それはジャンも同じ考えで、意を決したように表情を引き締めた。
「俺らが今すべきことは…それしかねぇって、ことなんだよな」
ジャンの言葉に、皆は固唾を飲んだ。
頭の中では分かっているが、実際に行動を起こすとなれば不安や恐怖ばかりが先立って、体が動かなかった。
そんな皆の顔をハルは見回して、それから微笑みを浮かべた。
「成功するって、言い切れはしないけど、…成功させられるって自信はあるよ。だって、此処には沢山の仲間が集まってるんだ。104期の皆で協力し合えば、きっと上手く行くって、私は信じてる…!だから皆、手を…貸してくれないかな?」
お願いします、とハルは深く頭を下げた。
そんなハルの姿に、ジャン達は顔を見合わせ、それから折れたよと言うかのように苦笑を浮かべた。
きっとこれから先も、こうやって何度も難局を迎えては、自分を奮い立たせなければいけないことは沢山あるだろう。それに、ハルが言う様に、今は沢山の仲間が集まっていて、皆で協力し合うことができる。自分一人だけで戦うわけではないのだ。

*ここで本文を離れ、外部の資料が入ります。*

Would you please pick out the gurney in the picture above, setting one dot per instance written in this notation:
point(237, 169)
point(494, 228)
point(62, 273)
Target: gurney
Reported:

「ハルの言う通りですっ、皆で協力し合えばきっと上手く行きますよ!」
「ああ!やってやろうぜ!いつまでも此処に居たって、何も変わらねーしな!」
「はぁ…俺死ぬかもしれねぇ…っ、いよいよ」
「ダズ!しっかりしろよ!今まで生き残ったんだ、今回だって何とかなるって!」
「僕たち訓練兵でも、力を合わせればきっとやり遂げられる。…三年も頑張ってきたんだ、きっと出来るよ!」
サシャやコニー、そしてハルの班員のダズとフロックとマルコに、ハルは顔を上げ、ホッとした様子で礼を言う。
「…みんなっ、…ありがとう!」
そんなハルに、ジャンは早速自身のガス残量をチェックしながら動き出す。
「なら、俺たちは皆にガス残量とブレードのチェックをするよう指示を回して、体格が良い奴に軽い奴はガスを渡させる。ハル、お前はアルミンと一緒に、本部までのガスの消耗がどれくらいになるか算出しておいてくれ。具体的に数字で知らせておけば、それだけでも安心出来るだろうからな?」
状況把握に長け、相変わらず頭の回りが早いジャンを、ハルは内心で流石だと思いながら、頷きを返した。
「分かった!皆、頼んだよ!」
「「了解!」」
ジャン達はハルに促され座り込んでしまっている同期達の元へと駆けて行く。ハルもミカサが向かった、アルミンの居る方へと足を進めたが、声をかける前に、アルミンの悲痛な声が辺りに響いて、ハルはミカサの背中の後ろで、思わず足を止めた。